With directories, each environment has its own backend config, its own variable files, and its own state. You can review a production change without worrying about accidentally picking the wrong workspace. You can apply to staging without touching production. The blast radius is obvious from the file path.
Workspaces hide this separation behind a CLI flag. I’ve seen production outages caused by terraform workspace select picking the wrong environment. Twice at different companies. Both times the engineer was experienced and careful. The tool made a catastrophic mistake easy.
Use workspaces for ephemeral environments (PR preview environments, load test clusters) where the lifecycle is short and the blast radius is low.
CI Is the Only Operator
In 2019 I said Terraform should run in CI. In 2021 I say nobody should have terraform apply credentials on their laptop. Period.
The workflow:
- Developer opens a PR with infrastructure changes
- CI runs
terraform planand posts the output as a PR comment - A reviewer reads the plan (not just the code diff – the actual plan output)
- Merge to main triggers
terraform apply - Short-lived credentials via OIDC federation. No long-lived AWS keys anywhere.
This gives you an audit trail, consistent environments, peer review of actual changes, and no “I ran apply from my laptop and I’m not sure what happened” incidents.
Policy Enforcement Is Table Stakes
In 2019, policy enforcement felt optional. In 2021, after watching too many “someone opened 0.0.0.0/0 on a production security group” incidents, it’s mandatory.
OPA with Conftest is my go-to for self-hosted setups.

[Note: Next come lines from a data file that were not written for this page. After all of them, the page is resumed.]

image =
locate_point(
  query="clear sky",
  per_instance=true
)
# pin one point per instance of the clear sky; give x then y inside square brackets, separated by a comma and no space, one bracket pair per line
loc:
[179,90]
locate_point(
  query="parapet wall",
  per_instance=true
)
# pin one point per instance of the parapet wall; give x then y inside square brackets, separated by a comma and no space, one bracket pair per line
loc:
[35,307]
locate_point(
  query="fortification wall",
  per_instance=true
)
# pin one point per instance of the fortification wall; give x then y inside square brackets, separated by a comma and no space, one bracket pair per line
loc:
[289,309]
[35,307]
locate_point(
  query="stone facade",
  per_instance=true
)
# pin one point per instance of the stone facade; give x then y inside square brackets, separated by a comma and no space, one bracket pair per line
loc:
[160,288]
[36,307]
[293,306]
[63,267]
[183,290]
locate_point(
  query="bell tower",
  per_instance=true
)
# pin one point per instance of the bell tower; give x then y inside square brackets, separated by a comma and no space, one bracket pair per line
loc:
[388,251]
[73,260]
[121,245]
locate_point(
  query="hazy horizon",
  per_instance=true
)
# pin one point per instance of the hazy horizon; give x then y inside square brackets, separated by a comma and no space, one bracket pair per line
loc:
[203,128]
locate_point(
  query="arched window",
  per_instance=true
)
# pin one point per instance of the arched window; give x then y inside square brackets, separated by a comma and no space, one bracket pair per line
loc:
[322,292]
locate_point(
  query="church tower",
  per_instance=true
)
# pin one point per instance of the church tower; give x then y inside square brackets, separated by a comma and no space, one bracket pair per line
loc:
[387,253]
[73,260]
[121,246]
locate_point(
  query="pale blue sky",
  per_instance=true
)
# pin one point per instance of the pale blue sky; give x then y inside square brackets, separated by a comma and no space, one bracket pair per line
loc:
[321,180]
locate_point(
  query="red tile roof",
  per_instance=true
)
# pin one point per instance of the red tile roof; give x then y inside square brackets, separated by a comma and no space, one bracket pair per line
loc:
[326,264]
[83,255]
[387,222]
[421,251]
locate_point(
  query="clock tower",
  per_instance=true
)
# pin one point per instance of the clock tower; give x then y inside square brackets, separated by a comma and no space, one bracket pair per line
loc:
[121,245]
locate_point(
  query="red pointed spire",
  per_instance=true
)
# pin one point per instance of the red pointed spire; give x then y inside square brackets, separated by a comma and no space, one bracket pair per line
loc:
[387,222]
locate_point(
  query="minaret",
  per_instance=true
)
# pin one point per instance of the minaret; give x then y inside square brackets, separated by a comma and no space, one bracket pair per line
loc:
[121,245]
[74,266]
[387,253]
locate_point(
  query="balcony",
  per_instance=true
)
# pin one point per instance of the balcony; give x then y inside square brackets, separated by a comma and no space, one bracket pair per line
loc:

Terraform Cloud has Sentinel. Either works. The goal is the same: block known-bad patterns before they reach production.
Policies I enforce everywhere:
- No public ingress on security groups without explicit approval
- All resources must have required tags (team, environment, service)
- No inline IAM policies – use managed policies
- S3 buckets must have encryption and versioning enabled
- RDS instances must not be publicly accessible
These aren’t business logic. They’re guardrails that prevent the easy mistakes.

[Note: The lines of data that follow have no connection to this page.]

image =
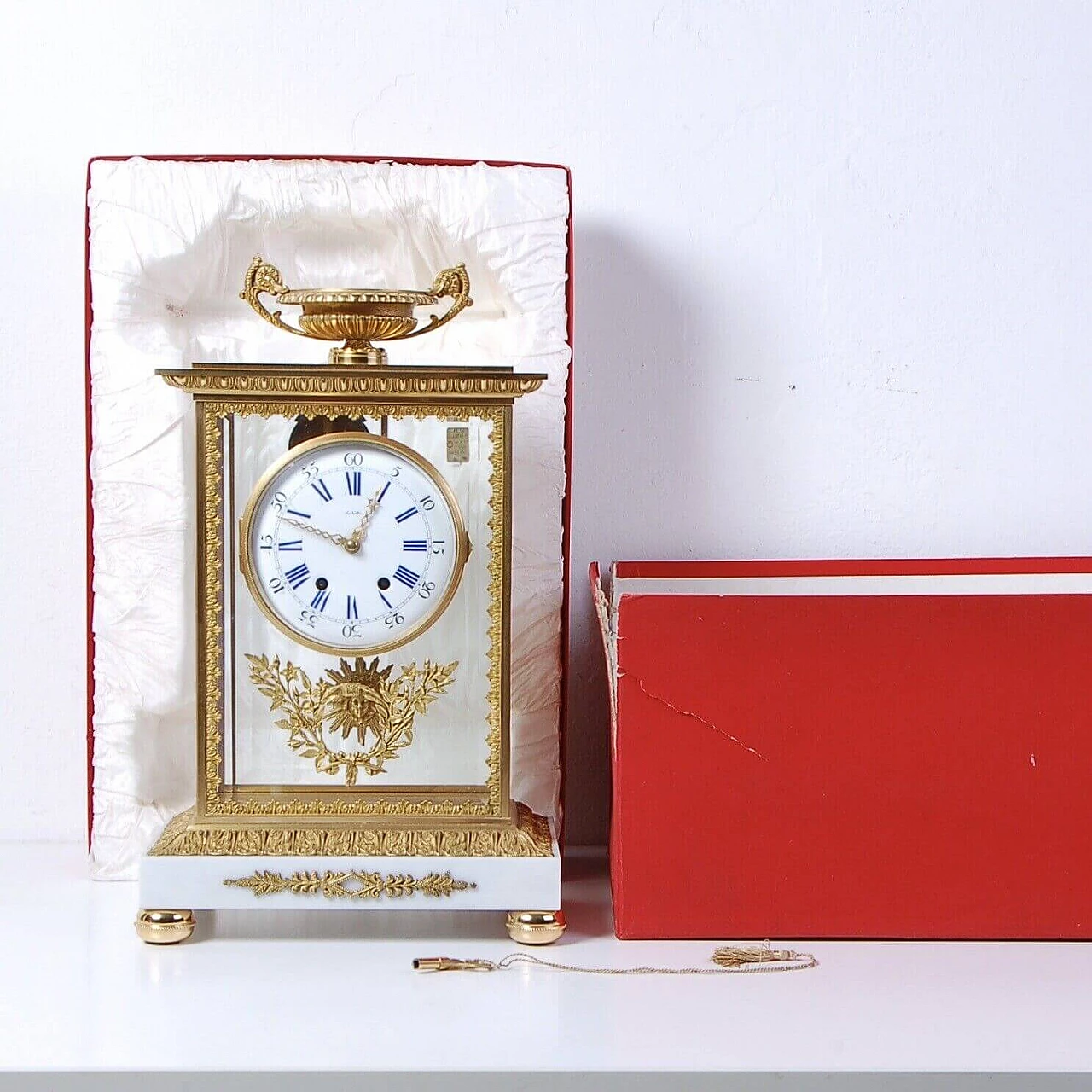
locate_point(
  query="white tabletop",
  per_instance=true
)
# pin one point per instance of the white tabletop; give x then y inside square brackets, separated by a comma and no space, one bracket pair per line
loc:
[335,991]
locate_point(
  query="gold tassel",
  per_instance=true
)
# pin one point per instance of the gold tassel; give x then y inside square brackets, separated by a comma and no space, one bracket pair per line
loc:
[729,960]
[732,956]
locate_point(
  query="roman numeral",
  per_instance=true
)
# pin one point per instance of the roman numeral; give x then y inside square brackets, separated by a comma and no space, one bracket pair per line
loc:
[408,577]
[297,576]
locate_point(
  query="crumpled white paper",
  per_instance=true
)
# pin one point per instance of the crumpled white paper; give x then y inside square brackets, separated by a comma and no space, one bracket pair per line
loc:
[170,244]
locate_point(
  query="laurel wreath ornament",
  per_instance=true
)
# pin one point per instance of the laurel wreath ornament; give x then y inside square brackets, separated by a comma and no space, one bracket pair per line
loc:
[354,885]
[361,700]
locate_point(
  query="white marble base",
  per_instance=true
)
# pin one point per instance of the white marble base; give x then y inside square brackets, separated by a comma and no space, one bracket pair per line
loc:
[498,882]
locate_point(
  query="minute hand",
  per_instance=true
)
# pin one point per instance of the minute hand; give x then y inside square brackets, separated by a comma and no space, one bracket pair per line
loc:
[357,537]
[336,539]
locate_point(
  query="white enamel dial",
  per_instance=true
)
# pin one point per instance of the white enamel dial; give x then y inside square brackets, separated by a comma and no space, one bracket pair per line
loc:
[353,543]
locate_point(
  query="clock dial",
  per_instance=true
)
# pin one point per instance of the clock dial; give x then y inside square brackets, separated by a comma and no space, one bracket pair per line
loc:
[353,544]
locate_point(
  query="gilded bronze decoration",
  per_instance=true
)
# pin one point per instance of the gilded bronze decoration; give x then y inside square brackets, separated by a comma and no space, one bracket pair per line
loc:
[359,700]
[188,834]
[359,316]
[353,885]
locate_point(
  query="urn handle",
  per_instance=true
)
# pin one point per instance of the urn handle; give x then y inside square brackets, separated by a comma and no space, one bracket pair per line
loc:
[261,277]
[453,283]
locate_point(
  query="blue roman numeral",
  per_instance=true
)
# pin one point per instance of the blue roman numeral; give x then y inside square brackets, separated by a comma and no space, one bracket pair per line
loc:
[408,577]
[297,576]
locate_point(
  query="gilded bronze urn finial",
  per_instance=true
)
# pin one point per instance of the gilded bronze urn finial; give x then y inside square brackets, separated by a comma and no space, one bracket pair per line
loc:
[357,316]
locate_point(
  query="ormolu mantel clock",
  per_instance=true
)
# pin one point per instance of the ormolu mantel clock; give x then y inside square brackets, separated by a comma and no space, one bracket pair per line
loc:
[353,616]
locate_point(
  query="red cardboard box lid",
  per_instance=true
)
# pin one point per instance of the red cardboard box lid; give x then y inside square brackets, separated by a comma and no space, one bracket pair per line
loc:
[851,748]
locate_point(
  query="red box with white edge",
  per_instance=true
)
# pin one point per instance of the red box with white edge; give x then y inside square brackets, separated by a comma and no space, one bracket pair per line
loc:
[897,749]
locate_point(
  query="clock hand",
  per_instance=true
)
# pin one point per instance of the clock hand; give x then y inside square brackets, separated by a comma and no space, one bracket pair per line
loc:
[336,539]
[357,537]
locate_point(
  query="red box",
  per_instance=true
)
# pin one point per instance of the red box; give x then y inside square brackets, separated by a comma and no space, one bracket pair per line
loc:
[851,748]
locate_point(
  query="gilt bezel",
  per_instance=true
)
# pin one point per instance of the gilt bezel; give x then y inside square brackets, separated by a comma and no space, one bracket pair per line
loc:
[248,566]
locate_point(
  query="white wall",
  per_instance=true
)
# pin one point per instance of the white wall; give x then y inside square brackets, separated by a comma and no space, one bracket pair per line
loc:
[833,268]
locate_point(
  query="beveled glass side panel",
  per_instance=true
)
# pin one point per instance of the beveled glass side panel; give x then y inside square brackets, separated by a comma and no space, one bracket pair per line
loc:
[304,721]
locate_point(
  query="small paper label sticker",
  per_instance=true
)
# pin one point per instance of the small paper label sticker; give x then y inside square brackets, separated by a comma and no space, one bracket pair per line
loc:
[459,444]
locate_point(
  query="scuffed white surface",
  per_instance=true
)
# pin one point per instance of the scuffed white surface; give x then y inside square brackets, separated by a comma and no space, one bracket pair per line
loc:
[170,244]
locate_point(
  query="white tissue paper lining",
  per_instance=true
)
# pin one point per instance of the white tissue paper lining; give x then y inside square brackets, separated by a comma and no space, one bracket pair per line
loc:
[170,244]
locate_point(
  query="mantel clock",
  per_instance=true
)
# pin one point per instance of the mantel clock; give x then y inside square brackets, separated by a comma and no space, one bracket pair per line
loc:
[354,544]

Secrets Management Got Better
State files contain sensitive data. This was true in 2019 and it’s still true in 2021. The difference is that the tooling around it improved.
Use a secrets manager (AWS Secrets Manager, HashiCorp Vault) and pass sensitive values at runtime. Mark outputs as sensitive so they don’t leak in plan output or CI logs. Never put credentials, API keys, or certificates in .tfvars files.
output "database_password" {
value = aws_db_instance.main.password
sensitive = true
}
Drift Detection Isn’t Optional
Terraform assumes it’s the only thing changing your infrastructure. It isn’t. Console clicks, auto-scaling events, AWS service updates – drift happens.
Run terraform plan on a schedule (daily for production, weekly for staging) and alert on unexpected changes. This catches two things: manual changes that should have been codified, and resource changes that indicate a problem.
The Operational Routine
Terraform isn’t deploy-and-forget. It needs maintenance.
- Weekly: Review plan output for drift in production stacks
- Monthly: Update provider versions (pin them, but don’t let them go stale for months)
- Quarterly: Audit state access, review module usage, clean up orphaned resources
- Every PR: Review the plan output, not just the HCL diff
What I Would Tell 2019 Me
Invest in the module registry earlier. It’s the highest-leverage thing you can build for Terraform at scale. Every team that consumes a well-designed module is a team that isn’t reinventing infrastructure patterns.
Stop fighting workspaces. Just use directories. The extra files are worth the safety.
Get apply off of laptops on day one, not “when we’ve time.” The incident that happens before you migrate to CI will be more expensive than the migration itself.
Terraform scales fine. The syntax isn’t the hard part. Coordination, ownership, and safety are the hard parts. Get those right and the HCL takes care of itself.